BTW, if my uncertainty value is wrong, will they allow ecf for the appropriate significant figure question ?

ANYONE LOOKING AT THIS, WOULD BE NICE IF YOU ANSWERED .. thanks.

Since the errors in the raw data were to 1 significant figures each, the error of 8.9x10^-5 had to be written as 9x10^-5, i.e. 1 significant figure. You would probably lose only the last 1 mark.

 

[nafeekhan]

wh

Since the errors in the raw data were to 1 significant figures each, the error of 8.9x10^-5 had to be written as 9x10^-5, i.e. 1 significant figure. You would probably lose only the last 1 mark.

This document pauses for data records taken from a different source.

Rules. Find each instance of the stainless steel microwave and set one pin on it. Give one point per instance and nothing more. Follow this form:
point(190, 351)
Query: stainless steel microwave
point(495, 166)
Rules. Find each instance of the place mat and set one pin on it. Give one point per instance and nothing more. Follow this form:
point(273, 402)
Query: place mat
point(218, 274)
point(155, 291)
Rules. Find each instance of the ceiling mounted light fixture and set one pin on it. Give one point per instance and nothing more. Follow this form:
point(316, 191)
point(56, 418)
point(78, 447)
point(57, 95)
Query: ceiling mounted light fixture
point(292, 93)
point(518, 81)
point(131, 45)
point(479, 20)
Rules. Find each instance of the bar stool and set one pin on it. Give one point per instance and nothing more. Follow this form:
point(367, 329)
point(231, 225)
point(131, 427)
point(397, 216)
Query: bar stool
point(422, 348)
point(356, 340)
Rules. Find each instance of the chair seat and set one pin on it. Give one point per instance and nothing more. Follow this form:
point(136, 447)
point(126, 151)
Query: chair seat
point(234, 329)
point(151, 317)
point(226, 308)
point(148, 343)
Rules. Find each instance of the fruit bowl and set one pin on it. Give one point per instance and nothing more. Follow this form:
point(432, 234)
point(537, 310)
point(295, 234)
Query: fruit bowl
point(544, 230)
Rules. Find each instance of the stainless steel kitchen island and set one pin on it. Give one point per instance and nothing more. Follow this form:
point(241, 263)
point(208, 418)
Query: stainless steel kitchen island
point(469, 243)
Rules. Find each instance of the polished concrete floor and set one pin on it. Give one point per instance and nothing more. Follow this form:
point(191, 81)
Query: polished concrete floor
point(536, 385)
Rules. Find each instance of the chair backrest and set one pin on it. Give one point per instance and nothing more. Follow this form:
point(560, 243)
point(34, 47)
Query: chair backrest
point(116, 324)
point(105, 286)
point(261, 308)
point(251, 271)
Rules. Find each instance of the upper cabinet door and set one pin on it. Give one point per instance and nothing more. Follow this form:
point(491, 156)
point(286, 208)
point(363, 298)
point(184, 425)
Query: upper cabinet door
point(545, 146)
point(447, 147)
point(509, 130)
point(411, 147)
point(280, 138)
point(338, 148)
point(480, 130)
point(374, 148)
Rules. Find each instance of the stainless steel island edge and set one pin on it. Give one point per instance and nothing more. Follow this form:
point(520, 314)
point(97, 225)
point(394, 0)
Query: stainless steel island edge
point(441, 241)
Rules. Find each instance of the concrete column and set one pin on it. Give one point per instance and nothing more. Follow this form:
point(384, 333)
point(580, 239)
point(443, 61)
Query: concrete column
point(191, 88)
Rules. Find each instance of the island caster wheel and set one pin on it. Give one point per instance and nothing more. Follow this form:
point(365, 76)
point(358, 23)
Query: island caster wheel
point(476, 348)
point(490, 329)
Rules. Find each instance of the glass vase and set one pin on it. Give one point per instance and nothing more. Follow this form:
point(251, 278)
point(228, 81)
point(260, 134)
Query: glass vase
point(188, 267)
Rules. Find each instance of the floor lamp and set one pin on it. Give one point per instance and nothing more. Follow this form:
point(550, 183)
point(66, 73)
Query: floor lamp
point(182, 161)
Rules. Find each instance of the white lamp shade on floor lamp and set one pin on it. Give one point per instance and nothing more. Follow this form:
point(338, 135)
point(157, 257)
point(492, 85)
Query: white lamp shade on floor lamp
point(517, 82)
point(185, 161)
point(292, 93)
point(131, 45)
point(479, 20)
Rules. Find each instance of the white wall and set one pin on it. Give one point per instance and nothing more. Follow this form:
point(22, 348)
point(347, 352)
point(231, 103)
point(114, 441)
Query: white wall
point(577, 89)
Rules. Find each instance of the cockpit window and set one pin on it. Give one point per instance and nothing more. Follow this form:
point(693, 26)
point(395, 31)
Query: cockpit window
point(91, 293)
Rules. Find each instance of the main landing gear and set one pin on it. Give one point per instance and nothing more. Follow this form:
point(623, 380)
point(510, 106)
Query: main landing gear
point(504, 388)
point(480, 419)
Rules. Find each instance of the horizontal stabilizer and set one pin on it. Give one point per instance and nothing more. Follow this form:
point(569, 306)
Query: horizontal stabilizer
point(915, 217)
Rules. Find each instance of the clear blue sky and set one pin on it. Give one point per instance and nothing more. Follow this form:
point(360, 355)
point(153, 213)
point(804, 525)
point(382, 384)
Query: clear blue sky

at about the uncertainty value?
Do you think it is right?
Since we were taking inverse of V/t, were we suppose to subtract its uncertainty? I added it but everyone else said you must substract it

 

[Saad Sarfraz]

NO BUH I ALSO GOT 1000 FREQUENCY and almost all my frnds got the same how can u say it was 500

It was 500 for sure

 

[Saad Sarfraz]

Guys if you get the First part wrong in Q1 will ecf be used. Caz i think a made a mistake in the calculation i got
C= 1.30 x 10^-3
Uncertanitny= 0.11 x 10^-3
T= 1.3x10^-3 +- 0.1x10^-3

 

[raamish]

hey guys can any1 help me my physics practical ppr is tomorrow and i have some qs like:

hmm guys need help in significant figures:

my readings are:
V/V:8.0 V
I/A:0.32
P/W:2.56
R/ohm:25.0
R4/ohm: 3.9*10^5

Guys please check my readings and tell me how many significant figures i should give for each reading​

 

[[D]UNK]

i dunno if they r rite
but i got 13m/s for the speed dunt remember the rest

yea the speed was 13

 

[[D]UNK]

It was 500 for sure

yup it was 500 u had to divide by 2 coz the distance u measerd was between two nodes or anti nodes or wht ever

 

[xxxtoughxxx]

The paper was either TOO long for 1 hour or 1 hour is TOO short for the paper... :/
I cudnt draw the graph

u r variant 22 right?

 

[raamish]

some1 help me plzzz

 

[xxxtoughxxx]

did anyone take 21?

yep apart from electricity it wux ok...

 

[MysteRyGiRl]

ppl wat abt v1???

 

[Rakayz]

sum1 plz explain....... i have a doubt in practicles: w11-qp-34...question 2) f-i & f-ii

thanks

 

[AdeelRox]

something like 1567 or 1576 some thing like that for T

dude it was T=1517

 

[xxxtoughxxx]

graph??????

hahaa dw same as my reaction i think dis variant 2

 

[mustafa arif02]

The paper was either TOO long for 1 hour or 1 hour is TOO short for the paper... :/
I cudnt draw the graph

ya same here

 

[AdeelRox]

I wrote 'Initially, the neutrons have some kinetic energy.'
Meh.

i also wrote the same

 

[00tanveer]

It was in quilibrium because there was no resultant force acting on the log as suggested by its motion with a constant velocity. This answer should relate to the definition you had written for Newton's 1st Law earlier in the question.

 

[00tanveer]

No it was not because some work is also done against friction. (This should be sufficient for 2 marks) So output power would be rather the sum of gain in potential energy per unit time and work done against friction per unit time.

 

[00tanveer]

Uncertainties must always be quoted to 1 significant figure. So it should be 9x10^-5. And C can be kept to 3 sig. fig.